Os ventos fortes provocados pela formação de um ciclone-bomba no Atlântico atingiram o litoral de São Paulo na manhã desta sexta-feira (7), afetando atividades da região.
Os dois principais serviços de balsa foram afetados por causa da dificuldade de navegação, e filas de carros se formaram nesta manhã.

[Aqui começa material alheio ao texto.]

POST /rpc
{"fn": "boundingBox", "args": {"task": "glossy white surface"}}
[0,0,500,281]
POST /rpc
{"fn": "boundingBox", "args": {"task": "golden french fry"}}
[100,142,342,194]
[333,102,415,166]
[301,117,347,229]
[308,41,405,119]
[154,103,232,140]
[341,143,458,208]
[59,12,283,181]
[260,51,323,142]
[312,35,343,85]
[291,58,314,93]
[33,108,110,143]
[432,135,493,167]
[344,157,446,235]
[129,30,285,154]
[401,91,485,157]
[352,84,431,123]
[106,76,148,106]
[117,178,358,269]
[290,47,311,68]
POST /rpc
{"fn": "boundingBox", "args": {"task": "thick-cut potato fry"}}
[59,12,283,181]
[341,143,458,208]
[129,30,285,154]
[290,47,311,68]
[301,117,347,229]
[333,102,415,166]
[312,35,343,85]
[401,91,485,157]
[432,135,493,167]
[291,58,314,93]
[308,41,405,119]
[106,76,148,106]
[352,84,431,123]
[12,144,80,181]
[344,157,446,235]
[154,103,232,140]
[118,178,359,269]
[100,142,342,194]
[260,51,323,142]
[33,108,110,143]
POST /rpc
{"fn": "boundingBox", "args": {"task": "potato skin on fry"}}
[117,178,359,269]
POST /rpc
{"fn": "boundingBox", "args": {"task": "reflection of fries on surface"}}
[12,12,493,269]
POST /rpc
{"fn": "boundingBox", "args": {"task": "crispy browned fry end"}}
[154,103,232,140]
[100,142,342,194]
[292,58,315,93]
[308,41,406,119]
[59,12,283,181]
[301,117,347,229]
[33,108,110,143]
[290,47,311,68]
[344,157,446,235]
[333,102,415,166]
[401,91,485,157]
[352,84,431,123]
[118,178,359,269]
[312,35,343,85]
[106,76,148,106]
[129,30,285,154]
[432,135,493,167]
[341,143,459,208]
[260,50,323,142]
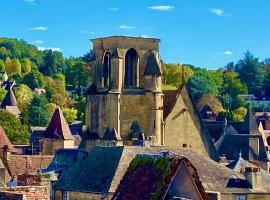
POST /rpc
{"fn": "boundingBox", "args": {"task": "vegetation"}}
[0,38,270,142]
[0,109,29,144]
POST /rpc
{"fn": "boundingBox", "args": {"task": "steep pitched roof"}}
[0,125,17,152]
[102,128,122,140]
[112,154,206,200]
[164,82,219,160]
[42,149,88,173]
[242,107,260,134]
[1,87,18,108]
[0,186,50,200]
[143,53,161,76]
[6,155,53,177]
[44,107,75,140]
[55,146,262,194]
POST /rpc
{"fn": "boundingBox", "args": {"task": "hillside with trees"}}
[0,38,270,144]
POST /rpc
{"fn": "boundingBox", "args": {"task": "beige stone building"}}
[83,36,219,160]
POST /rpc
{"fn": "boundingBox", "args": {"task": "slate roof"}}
[112,154,206,200]
[102,128,122,140]
[6,155,53,178]
[52,146,270,193]
[0,186,49,200]
[163,82,220,160]
[0,125,17,152]
[143,53,161,76]
[241,107,260,135]
[44,107,75,140]
[0,86,21,116]
[42,149,88,173]
[1,87,18,108]
[227,156,270,193]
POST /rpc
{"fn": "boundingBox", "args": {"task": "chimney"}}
[241,167,262,190]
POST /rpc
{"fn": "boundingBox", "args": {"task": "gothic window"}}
[125,49,139,88]
[103,51,111,87]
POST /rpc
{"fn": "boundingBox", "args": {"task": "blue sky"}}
[0,0,270,69]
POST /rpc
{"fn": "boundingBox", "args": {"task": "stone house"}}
[39,107,75,155]
[86,36,219,160]
[205,108,269,171]
[0,84,21,117]
[54,146,270,200]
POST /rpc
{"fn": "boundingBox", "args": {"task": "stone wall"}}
[54,190,112,200]
[165,88,208,156]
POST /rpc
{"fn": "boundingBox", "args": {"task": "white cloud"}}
[34,40,44,44]
[209,8,225,16]
[29,26,48,31]
[140,35,149,38]
[109,8,120,11]
[224,51,233,55]
[80,30,96,35]
[119,25,136,29]
[148,6,174,11]
[38,47,61,51]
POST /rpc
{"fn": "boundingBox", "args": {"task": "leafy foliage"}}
[0,109,29,144]
[29,95,51,126]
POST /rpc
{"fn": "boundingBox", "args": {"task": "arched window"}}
[125,49,139,88]
[103,51,111,87]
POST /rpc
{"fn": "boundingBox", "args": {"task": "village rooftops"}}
[44,107,75,140]
[55,146,270,194]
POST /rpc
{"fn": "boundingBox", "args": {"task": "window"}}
[235,195,246,200]
[125,49,139,88]
[103,51,111,87]
[62,191,69,200]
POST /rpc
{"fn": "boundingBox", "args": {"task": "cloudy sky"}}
[0,0,270,69]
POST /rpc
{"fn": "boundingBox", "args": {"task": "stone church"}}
[83,36,219,160]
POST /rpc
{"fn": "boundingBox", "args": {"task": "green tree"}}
[5,58,21,75]
[21,58,32,74]
[237,51,264,95]
[45,75,69,107]
[197,93,223,113]
[0,87,7,102]
[188,74,218,101]
[0,59,5,72]
[0,109,29,144]
[63,108,78,124]
[162,64,194,87]
[14,84,33,111]
[29,95,51,126]
[22,71,45,90]
[220,71,248,110]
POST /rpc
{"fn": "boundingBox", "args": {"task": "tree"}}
[232,107,247,122]
[5,58,21,75]
[197,93,223,113]
[21,58,32,73]
[188,74,218,101]
[14,84,33,111]
[0,87,7,102]
[22,71,45,90]
[29,94,51,126]
[63,108,78,124]
[0,109,29,144]
[40,49,66,76]
[237,51,264,95]
[45,75,69,107]
[162,64,194,87]
[0,59,5,72]
[220,71,248,110]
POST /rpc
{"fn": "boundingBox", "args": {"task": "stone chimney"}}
[241,167,262,190]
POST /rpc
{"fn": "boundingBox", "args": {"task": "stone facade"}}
[86,37,164,145]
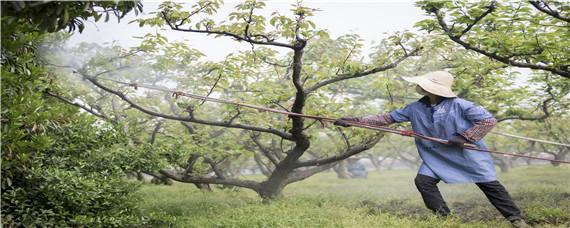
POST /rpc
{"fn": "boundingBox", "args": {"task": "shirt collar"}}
[418,96,447,107]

O tempo de espera para embarque chegou a uma hora na travessia Ilhabela-São Sebastião e a 30 minutos na travessia Santos-Guarujá.
No Porto de Santos as atividades tiveram de ser interrompidas.
“Diante das condições climáticas adversas na Baixada Santista, com fortes ventos, a navegação no canal do Porto de Santos foi suspensa às 06h45 do presente dia” afirmou a administração do porto, em comunciado “A partir das 08h20, em virtude da melhora das condições meteorológicas, com ondas de 70 cm e ventos de 13 nós, o Porto passou a operar na condição de praticagem indireta.”
Nesse tipo de operação, os práticos (técnicos que manobram os navios para atracagem) não chegam a entrar nas embarcações, e realizam o trabalho remotamente, por meio de orientações aos comandantes.
Apesar de os ventos terem arrefecido nesta manhã, o Instituto Nacional de Meteorologia (Inmet) mantém o estado em alerta laranja (situação de “perigo”) pelo menos até o fim do dia para vendaval costeiro. O litoral sul de São Paulo tende a ser mais afetado.
O órgão afirma que o vento deve variar de 60 km/h a 100 km/h nos momentos mais intensos, com risco de queda de árvores, destelhamento de casas e danos gerais em edificações e plantações.
Fora do litoral, toda a metade sul do estado, incluindo a capital, seguem em alerta amarelo (“perigo potencial”) para tempestades, com chuva de até 50 mm/dia, ventos de 40k/h e 60 km/h), e queda de granizo. Chuva entre 20 e 30 mm/h ou até 50 mm/dia, ventos intensos (40-60 km/h) e possibilidade de queda de granizo.
O ciclone-bomba, caracterizado pela formação rápida a partir de uma queda de pressão acentuada, segue atuando no Atlântico, segundo o Inmet, com impactos maiores na região Sul do país.